We read with interest the recent article by Abràmoff et al.(1) but were disappointed in their conclusion that automated grading software could not be recommended for clinical practice.
Our group's published work (2) shows that automated grading of diabetic retinopathy, based on image-quality assessment and microaneurysm detection, can safely reduce the burden of grading in diabetic retinopathy screening programs. Comparing manual and automated grading against a reference standard grading of 14,406 images (from 6,722 patients), we found that our automated system attained a higher sensitivity for detection of patients requiring “full disease” grading than the manual graders. The automated system detected 97.9% of patients having referable diabetic retinopathy. Although the specificity of the automated system was lower than for manual graders, the grading workload was reduced and offered useful financial savings (3).
Screening is a means for reducing the risk of disease in the screened population, and, in practice, large-scale implementation means that there is a compromise between sensitivity and specificity. Hence a recommendation against using automated grading is only valid if it is shown that there is a higher performing and readily available alternate methodology. More specifically, it is important that an automated grading system is compared with what can be achieved by human experts who are routinely employed within a screening program. In the real world, such manual grading is imperfect. For example, we found that the full disease graders, whose job is to be highly specific, missed 18 of 330 cases of referable diabetic retinopathy (2).

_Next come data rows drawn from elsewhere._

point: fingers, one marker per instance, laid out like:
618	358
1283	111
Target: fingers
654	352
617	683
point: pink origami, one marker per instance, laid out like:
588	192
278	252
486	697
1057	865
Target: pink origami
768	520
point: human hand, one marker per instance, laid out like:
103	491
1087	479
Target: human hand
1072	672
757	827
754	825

Hence, our main criticism of the study by Abràmoff et al. is that the lack of a common reference standard resulted in insufficient evidence to draw their main conclusion, namely, that the automated grading software could not be recommended for clinical practice.
We also note two other factors that may have influenced the results and made them difficult to generalize. First, selection bias may have been a factor. The data were selected on the basis that patients previously shown to have diabetic retinopathy are not rescreened. While this may be the policy of the EyeCheck program, the data may not be regarded as “unselected” outside the context of this particular program. Second, the authors note that there seemed to be a slight effect associated with increasing camera resolution. However, the results show a variation in specificity from 22 to 83% depending on camera resolution. This suggests that performance may be greatly improved by using the higher resolution images.
We congratulate Abràmoff et al. on this study. However, we believe that the conclusions are not universally applicable. Our work shows that the automated analysis of retinal images does have an important role to play in diabetic retinal screening programs.